The flaw is thinking about, “What do we need to do next to move this opportunity forwards?”
The problem is this focuses on our own perspectives and needs. It focuses on our informational needs, the activities we need or want to conduct to more favorably position our offerings. It is usually optimized around how we want to work with the customer and manage our own workflow.
At best, the customer is the victim recipient of the things we determine are necessary for us to move the opportunity forward.
The problem is, however badly we want to do these things, whatever urgency we have in moving an opportunity forward, we have no control and little influence in the pace at which the customers move through their buying journey. Our need to “close the deal” by the end of the quarter and the tactics we leverage to try to achieve this are meaningless to the customer.
Yet, we continue to focus our deal strategies, our selling process, our workflow on the things we need to do.
A more effective approach, and an approach that creates far more value, is to shift our perspective, asking:
“What does the customer need to move forward in this project?”
This question changes how we work with customers. It moves the focus from the work we do, to the work the customer must do. And this work goes far beyond us and our needs.
The bulk of the customer activities, critical to their progress, have little to do with meeting with sales people. Most of it is what they must do within their own organizations, whether it’s aligning perspectives of the problem to be solved and the process by which they will solve it. It’s about whether they are involving the right people to consider solutions to the problem, it’s about gaining agreement within their organization about what they want to achieve and why it’s important to them.
Then there is a lot of study and research about the problem–not about solutions. Do they understand it? Do they understand what creates the problem, the impact on the organization, why it needs to be addressed, the risk/impact of doing nothing. It involves research with others. Have others experienced the same issue, how has it impacted them, how did they address it, what risks did they encounter and how did they manage it? What questions did they consider, what goals did they establish, how did they manage the process to a successful outcome?

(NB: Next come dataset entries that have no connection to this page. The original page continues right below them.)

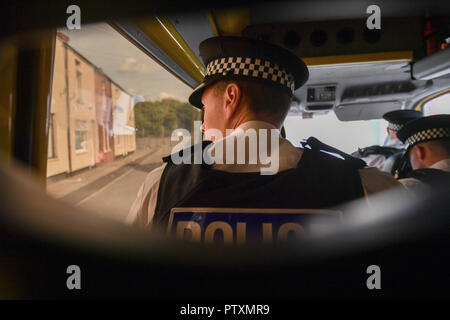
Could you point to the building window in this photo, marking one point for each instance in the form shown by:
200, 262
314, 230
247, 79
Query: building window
106, 146
80, 136
51, 153
79, 75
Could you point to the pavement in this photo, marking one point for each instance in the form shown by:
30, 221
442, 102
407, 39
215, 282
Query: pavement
110, 189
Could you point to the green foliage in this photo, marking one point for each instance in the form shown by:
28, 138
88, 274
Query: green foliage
160, 118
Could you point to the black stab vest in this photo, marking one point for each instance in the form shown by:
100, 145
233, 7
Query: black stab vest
319, 181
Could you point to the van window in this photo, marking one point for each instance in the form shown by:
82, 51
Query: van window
438, 105
346, 136
113, 110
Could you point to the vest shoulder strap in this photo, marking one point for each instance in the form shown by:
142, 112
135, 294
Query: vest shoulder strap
317, 146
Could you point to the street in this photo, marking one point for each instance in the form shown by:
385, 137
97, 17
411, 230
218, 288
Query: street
109, 190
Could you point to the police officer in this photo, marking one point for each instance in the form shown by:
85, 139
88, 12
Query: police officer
377, 156
428, 146
249, 85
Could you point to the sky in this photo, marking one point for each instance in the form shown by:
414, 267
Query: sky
124, 63
141, 76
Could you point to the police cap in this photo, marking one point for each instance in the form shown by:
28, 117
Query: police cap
398, 118
425, 129
240, 58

They may want to think about how the problem impacts the rest of the organization, their customers, their suppliers. They may want to consider how it impacts their market and competitive positioning.
Ultimately, they need to answer the questions, “Why change?” They need to do this both for themselves, their customers/suppliers, others impacted in the organization, and their management.
Inevitably, there are personal perspectives in this process. What if they make a mistake and do the wrong thing? How does this impact their own jobs and ability to achieve their goals? How does it impact the things for which they are accountable? What might go wrong? How do they find the time to do this work, in addition to their “day jobs.”
Note, all of this is about the problem, opportunity, or change the customer is considering and it’s meaning to them–organizationally and personally. Then there is all the stuff they need to go through to understand and assess the alternatives.
And most of this is before they even begin considering solutions. In fact, many buying journeys end before they even get to the “buying” part of the journey.
Add on top of that, the amount of time we get, unless we change our engagement strategies, to work with customers. Only 17% of their time is spent with vendors–all vendors.
Focusing on the things we need to get done, minimizes our ability to create value with the customer. It doesn’t let us help the customer make sense of what they are doing, making a decision in which they have high organizational and personal confidence.
We serve our customers better and more effectively achieve our goals by focusing on the question, “What does the customer need to move forward?”